Unprotected anal intercourse in HIV‐infected and non‐HIV‐infected gay men

Abstract
In 1990, gay men (N = 296) in Sydney, Australia, were asked to recall two sexual encounters from the preceding year: one in which they had unprotected anal intercourse (“unsafe” encounter) and one in which they had resisted a strong temptation to have unprotected intercourse (“safe” encounter). The aims were to record self‐justifications for unprotected intercourse used in the unsafe encounter and to identify situational factors distinguishing between the encounters. Among men who had been HIV infected at the time of the unsafe encounter (n = 88), the most common self‐justification had been the thought that they had nothing more to lose; among uninfected men (n = 207), it had been a resolution to have intercourse without ejaculation. The first factor emerging from a factor analysis of the infected group's self‐justifications involved reactions to a negative mood state; in the uninfected group it involved inferring from perceptible characteristics that the partner was unlikely to be infected. Some variables (e.g., closeness of the relationship to the partner, mood, communication, and use of “dirty talk”) distinguished between the unsafe and safe encounters equally among those who had been infected in both encounters (n = 76) and those who had been uninfected in both (n = 170).
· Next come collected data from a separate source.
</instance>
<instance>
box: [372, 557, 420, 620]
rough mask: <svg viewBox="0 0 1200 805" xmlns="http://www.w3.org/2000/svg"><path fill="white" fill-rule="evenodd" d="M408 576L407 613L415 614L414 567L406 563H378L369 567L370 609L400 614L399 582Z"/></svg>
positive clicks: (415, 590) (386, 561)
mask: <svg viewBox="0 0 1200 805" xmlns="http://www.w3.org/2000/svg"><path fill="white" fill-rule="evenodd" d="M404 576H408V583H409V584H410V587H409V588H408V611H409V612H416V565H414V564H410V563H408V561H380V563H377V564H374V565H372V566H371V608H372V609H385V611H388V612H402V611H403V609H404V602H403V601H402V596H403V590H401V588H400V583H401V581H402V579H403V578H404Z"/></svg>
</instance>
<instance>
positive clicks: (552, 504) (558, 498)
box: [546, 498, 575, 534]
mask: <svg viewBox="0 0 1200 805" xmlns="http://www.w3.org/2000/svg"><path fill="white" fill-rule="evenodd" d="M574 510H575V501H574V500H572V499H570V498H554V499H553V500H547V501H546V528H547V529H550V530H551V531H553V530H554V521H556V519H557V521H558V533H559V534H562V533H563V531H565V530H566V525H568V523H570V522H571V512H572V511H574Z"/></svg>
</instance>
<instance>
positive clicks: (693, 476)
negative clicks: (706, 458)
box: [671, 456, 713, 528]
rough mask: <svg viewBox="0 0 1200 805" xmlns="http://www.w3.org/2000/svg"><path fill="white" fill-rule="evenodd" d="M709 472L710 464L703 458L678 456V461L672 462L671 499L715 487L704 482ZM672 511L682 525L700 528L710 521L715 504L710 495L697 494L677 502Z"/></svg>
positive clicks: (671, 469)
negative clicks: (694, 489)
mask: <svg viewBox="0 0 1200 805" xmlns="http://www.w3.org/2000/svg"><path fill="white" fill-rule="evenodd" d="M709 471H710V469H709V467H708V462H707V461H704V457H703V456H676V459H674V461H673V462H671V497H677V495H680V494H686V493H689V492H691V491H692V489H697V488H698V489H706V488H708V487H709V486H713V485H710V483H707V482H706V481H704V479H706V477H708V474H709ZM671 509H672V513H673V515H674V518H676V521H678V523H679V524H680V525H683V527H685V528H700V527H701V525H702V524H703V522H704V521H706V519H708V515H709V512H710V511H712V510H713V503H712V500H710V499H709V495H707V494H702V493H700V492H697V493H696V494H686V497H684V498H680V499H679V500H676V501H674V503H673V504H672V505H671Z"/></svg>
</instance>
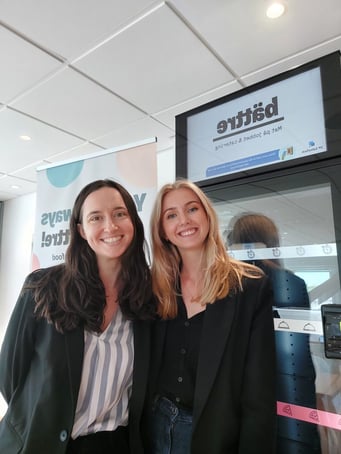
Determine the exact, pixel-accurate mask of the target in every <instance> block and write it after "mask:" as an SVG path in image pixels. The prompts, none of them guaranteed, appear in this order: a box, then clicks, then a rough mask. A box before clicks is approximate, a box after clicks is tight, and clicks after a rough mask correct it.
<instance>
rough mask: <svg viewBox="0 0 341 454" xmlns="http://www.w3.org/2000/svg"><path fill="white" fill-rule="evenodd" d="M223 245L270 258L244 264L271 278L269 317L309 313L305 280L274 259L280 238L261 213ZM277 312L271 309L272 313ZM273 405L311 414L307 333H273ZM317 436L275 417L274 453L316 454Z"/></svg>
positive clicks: (310, 391)
mask: <svg viewBox="0 0 341 454" xmlns="http://www.w3.org/2000/svg"><path fill="white" fill-rule="evenodd" d="M227 246H228V248H229V249H231V251H233V250H237V249H246V250H247V251H249V256H252V255H253V254H255V255H256V254H257V249H259V248H267V249H269V250H270V252H271V258H265V259H262V260H260V259H259V258H257V256H256V258H253V259H250V260H249V261H248V263H251V264H253V265H256V266H258V267H259V268H261V269H262V270H263V271H264V272H265V273H266V274H267V275H268V276H269V277H270V279H271V281H272V286H273V292H274V305H275V307H274V315H275V316H278V312H279V309H280V308H289V307H290V308H299V309H309V308H310V302H309V295H308V291H307V286H306V284H305V281H304V280H303V279H302V278H301V277H299V276H297V275H295V274H294V273H293V272H292V271H290V270H288V269H286V268H285V267H284V266H283V262H282V260H281V259H280V257H281V253H280V236H279V232H278V228H277V226H276V224H275V223H274V222H273V220H272V219H270V218H269V217H268V216H265V215H264V214H261V213H252V212H244V213H241V214H239V215H237V216H235V217H234V218H233V219H232V220H231V222H230V225H229V234H228V236H227ZM276 308H277V310H276ZM275 336H276V356H277V400H278V401H280V402H285V403H292V404H296V405H301V406H304V407H309V408H315V409H316V389H315V379H316V373H315V367H314V364H313V361H312V357H311V353H310V345H309V334H304V333H293V332H283V331H276V334H275ZM320 452H321V447H320V437H319V432H318V428H317V426H316V424H310V423H307V422H304V421H298V420H295V419H292V418H287V417H283V416H278V422H277V453H278V454H296V453H302V454H318V453H320Z"/></svg>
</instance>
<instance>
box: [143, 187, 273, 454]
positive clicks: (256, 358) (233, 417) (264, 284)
mask: <svg viewBox="0 0 341 454" xmlns="http://www.w3.org/2000/svg"><path fill="white" fill-rule="evenodd" d="M151 243H152V252H153V260H152V281H153V290H154V293H155V295H156V296H157V298H158V301H159V307H158V313H159V316H160V321H157V322H155V331H154V333H153V342H152V346H153V351H152V361H151V376H150V391H149V403H148V405H147V407H148V408H147V415H148V416H147V421H148V428H147V430H146V433H147V435H148V437H147V438H148V439H147V449H146V451H147V452H148V453H149V454H164V453H169V454H189V453H192V454H208V453H209V454H222V453H229V454H237V453H239V454H240V453H243V454H246V453H249V454H252V453H254V454H259V452H262V454H271V453H274V452H275V451H274V439H275V436H274V434H275V422H276V407H275V400H276V399H275V343H274V329H273V320H272V305H273V299H272V291H271V285H270V282H269V279H268V278H267V277H266V276H265V275H264V273H263V272H262V271H261V270H260V269H259V268H256V267H254V266H252V265H248V264H245V263H243V262H240V261H236V260H234V259H231V258H230V257H229V256H228V254H227V253H226V250H225V246H224V242H223V239H222V237H221V235H220V232H219V226H218V218H217V214H216V212H215V211H214V208H213V206H212V204H211V202H210V201H209V199H208V197H207V196H206V195H205V194H204V193H203V191H202V190H201V189H200V188H199V187H198V186H197V185H195V184H193V183H192V182H190V181H186V180H179V181H176V182H175V183H173V184H166V185H165V186H163V187H162V188H161V189H160V191H159V193H158V195H157V197H156V201H155V205H154V208H153V212H152V217H151Z"/></svg>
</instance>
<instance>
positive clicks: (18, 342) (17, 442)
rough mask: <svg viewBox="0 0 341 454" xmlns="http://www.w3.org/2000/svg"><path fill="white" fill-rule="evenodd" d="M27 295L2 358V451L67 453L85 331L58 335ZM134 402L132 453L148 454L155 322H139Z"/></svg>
mask: <svg viewBox="0 0 341 454" xmlns="http://www.w3.org/2000/svg"><path fill="white" fill-rule="evenodd" d="M33 308H34V302H33V298H32V294H31V292H29V291H25V293H24V294H23V295H21V296H20V297H19V299H18V302H17V304H16V306H15V308H14V311H13V313H12V316H11V319H10V322H9V325H8V328H7V332H6V335H5V339H4V342H3V345H2V349H1V355H0V390H1V392H2V394H3V396H4V398H5V400H6V401H7V403H8V410H7V412H6V414H5V416H4V418H3V419H2V420H1V422H0V452H1V453H6V454H17V453H21V454H46V453H49V454H63V453H65V451H66V447H67V443H68V439H69V437H70V434H71V432H72V427H73V421H74V415H75V411H76V405H77V396H78V390H79V385H80V379H81V372H82V363H83V352H84V331H83V329H82V328H78V329H75V330H73V331H71V332H67V333H66V334H60V333H58V332H57V331H56V330H55V328H54V326H53V325H52V324H49V323H47V322H46V321H45V320H37V319H36V318H35V317H34V314H33ZM134 348H135V355H134V372H133V390H132V396H131V401H130V421H129V432H130V444H131V452H132V453H134V454H135V453H136V454H140V453H143V452H144V451H143V446H142V441H141V433H140V419H141V412H142V408H143V402H144V397H145V391H146V385H147V373H148V364H149V350H150V323H149V322H145V321H143V322H141V321H135V322H134Z"/></svg>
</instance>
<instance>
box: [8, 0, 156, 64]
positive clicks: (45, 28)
mask: <svg viewBox="0 0 341 454" xmlns="http://www.w3.org/2000/svg"><path fill="white" fill-rule="evenodd" d="M153 4H155V1H154V0H101V1H100V2H96V1H94V0H80V1H75V0H58V1H55V0H44V1H39V2H37V0H25V1H22V0H1V2H0V11H1V12H0V16H1V21H3V22H5V23H7V24H9V25H10V26H11V27H13V28H15V29H17V30H20V31H21V33H23V34H24V35H26V36H28V37H29V38H30V39H32V40H34V41H36V42H38V43H40V44H41V45H42V46H44V47H46V48H47V49H49V50H51V51H52V52H55V53H57V54H59V55H61V56H63V57H65V58H67V59H68V60H72V59H73V58H75V57H77V56H79V55H80V54H82V53H83V52H85V51H87V50H88V49H89V48H91V47H93V46H96V45H97V44H98V43H100V42H101V41H102V40H104V39H106V38H107V37H108V36H110V35H111V34H112V33H114V32H115V31H117V30H118V29H119V28H120V27H122V26H124V25H126V24H127V23H128V22H129V21H130V20H134V19H135V18H136V17H137V16H138V15H139V14H141V13H143V12H145V10H146V9H147V8H148V7H150V6H153Z"/></svg>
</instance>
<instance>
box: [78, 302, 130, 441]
mask: <svg viewBox="0 0 341 454" xmlns="http://www.w3.org/2000/svg"><path fill="white" fill-rule="evenodd" d="M84 341H85V346H84V362H83V371H82V379H81V384H80V389H79V394H78V402H77V409H76V415H75V421H74V426H73V430H72V434H71V436H72V438H73V439H75V438H77V437H79V436H83V435H87V434H90V433H94V432H98V431H104V430H115V429H116V427H118V426H125V425H127V424H128V403H129V398H130V395H131V387H132V377H133V362H134V344H133V327H132V322H131V321H129V320H125V319H124V317H123V316H122V312H121V310H120V309H118V311H117V313H116V316H115V317H114V318H113V320H112V321H111V323H110V324H109V325H108V326H107V328H106V329H105V331H103V332H102V333H100V334H96V333H93V332H89V331H85V332H84Z"/></svg>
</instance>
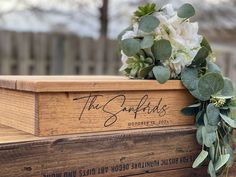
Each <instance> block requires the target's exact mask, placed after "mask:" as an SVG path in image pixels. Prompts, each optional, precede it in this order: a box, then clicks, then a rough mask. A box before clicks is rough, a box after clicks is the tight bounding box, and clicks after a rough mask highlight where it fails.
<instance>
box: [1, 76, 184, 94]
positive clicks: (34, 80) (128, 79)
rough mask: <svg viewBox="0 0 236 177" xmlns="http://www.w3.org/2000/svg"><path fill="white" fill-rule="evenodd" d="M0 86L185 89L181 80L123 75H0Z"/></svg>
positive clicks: (61, 88) (169, 89) (40, 87)
mask: <svg viewBox="0 0 236 177" xmlns="http://www.w3.org/2000/svg"><path fill="white" fill-rule="evenodd" d="M147 86H148V87H147ZM0 87H2V88H9V89H16V90H23V91H32V92H74V91H75V92H77V91H88V90H89V91H120V90H176V89H177V90H179V89H182V90H183V89H185V87H184V86H183V85H182V83H181V81H180V80H170V81H168V82H166V83H165V84H159V83H158V82H157V81H155V80H134V79H128V78H127V77H121V76H0Z"/></svg>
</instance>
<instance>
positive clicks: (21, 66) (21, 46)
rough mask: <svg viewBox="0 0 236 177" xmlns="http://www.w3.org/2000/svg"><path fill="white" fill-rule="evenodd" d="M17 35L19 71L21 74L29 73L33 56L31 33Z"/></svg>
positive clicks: (26, 33)
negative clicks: (31, 47) (31, 44)
mask: <svg viewBox="0 0 236 177" xmlns="http://www.w3.org/2000/svg"><path fill="white" fill-rule="evenodd" d="M15 36H16V40H15V42H16V44H17V45H16V46H17V48H16V50H17V54H18V58H17V62H18V63H19V64H18V67H19V72H20V73H21V74H24V75H27V74H32V73H31V71H30V70H31V66H32V64H31V63H32V60H31V59H32V58H31V51H32V49H31V46H32V45H31V39H32V37H31V36H32V34H31V33H20V34H18V35H15Z"/></svg>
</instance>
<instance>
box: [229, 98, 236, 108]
mask: <svg viewBox="0 0 236 177" xmlns="http://www.w3.org/2000/svg"><path fill="white" fill-rule="evenodd" d="M229 105H230V106H231V107H236V99H235V100H231V102H230V104H229Z"/></svg>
Other variables (knowledge that unprotected intercourse is a high risk activity, drug use, use of pornography, and condom availability) did not distinguish between the encounters in either group. Desire to seek adventure and excitement through sex distinguished between the encounters only in the infected group, and level of intoxication did so only in the uninfected group. Results are discussed in relation to those obtained in our earlier studies of gay men in Melbourne; we also discuss how such data might be put to use in AIDS education programs for gay men.